Problem:
The client reported continuous heartbeat issues in the Airflow scheduler, causing failure to generate controller DAGs in a production environment. This critical issue impacted job execution, especially when multiple jobs were triggered simultaneously, leading to timeouts and job failures.
Process:
Step 1: Initial Identification
The error message displayed in the logs indicated that the DagFileProcessorManager had failed to send a heartbeat within the expected interval:
[2024-11-26T10:35:29.082+0000] {manager.py:302} ERROR - DagFileProcessorManager (PID=539) last sent a heartbeat 50.35 seconds ago! Restarting it.
Step 2: Analysis by the Expert
The expert began by asking specific questions about the environment and setup:
- Whether Airflow was running on Kubernetes.
- How the cleanup of older Spark applications was performed.
- Where the scheduler logs were stored.
- Details about the deployment and resource allocation.
The client confirmed that Airflow was running on Kubernetes, with a cleanup script that deleted completed Spark applications older than 15 days. However, resource limitations and the use of a single replica for the scheduler seemed to exacerbate the issue.
Step 3: Recommendations for Resource Adjustment
The expert suggested:
- Allocating more resources (CPU and memory) to the scheduler.
- Adding more replicas to improve resilience.
- Reviewing the Kubernetes executor configuration.
Step 4: Root Cause Analysis and Solution Proposal
The expert’s root cause analysis indicated that the issue was primarily caused by excessive historical Spark applications and insufficient resources for the scheduler. The cleanup script helped temporarily resolve the issue by freeing up resources, but more permanent solutions were needed.
Key factors contributing to the problem:
- Excessive Historical Spark Applications: Completed Spark applications were consuming Kubernetes cluster resources (disk space, memory, CPU for logs), leading to resource pressure on the node running the Airflow scheduler. The accumulation of these resources resulted in CPU and memory contention, causing delays in sending heartbeats.
- Scheduler Resource Limitations: The scheduler was running with minimal resources, with requests of 500m CPU and 1 GB of RAM, which was insufficient for handling the load. With only one replica of the scheduler, any resource contention or failure disrupted scheduling and triggered heartbeat issues.
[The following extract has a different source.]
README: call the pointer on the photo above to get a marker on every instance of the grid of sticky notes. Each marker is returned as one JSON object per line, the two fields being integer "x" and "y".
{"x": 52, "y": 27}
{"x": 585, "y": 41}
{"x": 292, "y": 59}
- Inefficient Resource Allocation in Kubernetes: The Kubernetes cluster had 54 nodes, but the scheduler’s CPU and memory allocation were not optimized for the workload. The configuration for DAG parallelism and task concurrency were set too high, which put additional pressure on the scheduler.
Solution:
To address the issue, the expert recommended increasing the CPU and memory resources allocated to the scheduler, with a suggested configuration of 4 CPU cores and 4Gi of RAM for requests, and up to 6 CPU cores and 12Gi of RAM for limits. Additionally, adding more scheduler replicas (from 1 to 2) was advised to improve availability and load balancing. Airflow’s configuration should be optimized by adjusting settings such as PARALLELISM, MAX_ACTIVE_TASKS_PER_DAG, and MAX_ACTIVE_RUNS_PER_DAG. Switching from LocalExecutor to KubernetesExecutor would also improve scalability. Finally, the cleanup pipeline should be adjusted to run more frequently to avoid resource pressure caused by old Spark applications.
Conclusion:
The Airflow heartbeat issue was caused by a combination of resource exhaustion, limited scheduling replicas, and high resource demands due to historical Spark applications. By increasing the resource allocation for the scheduler, adding more replicas, and optimizing Airflow’s configuration, the client can significantly reduce the likelihood of this issue recurring.
The client also expressed interest in understanding whether the spark-application-cleanup pipeline was solely responsible for resolving the issue. The expert clarified that while the cleanup pipeline temporarily alleviated the resource pressure, the root cause lay in the scheduler’s insufficient resources, which required a more robust solution. To prevent the issue from recurring, it was recommended to increase the frequency of the cleanup job to every 12 hours, monitor resource trends, and adjust as necessary.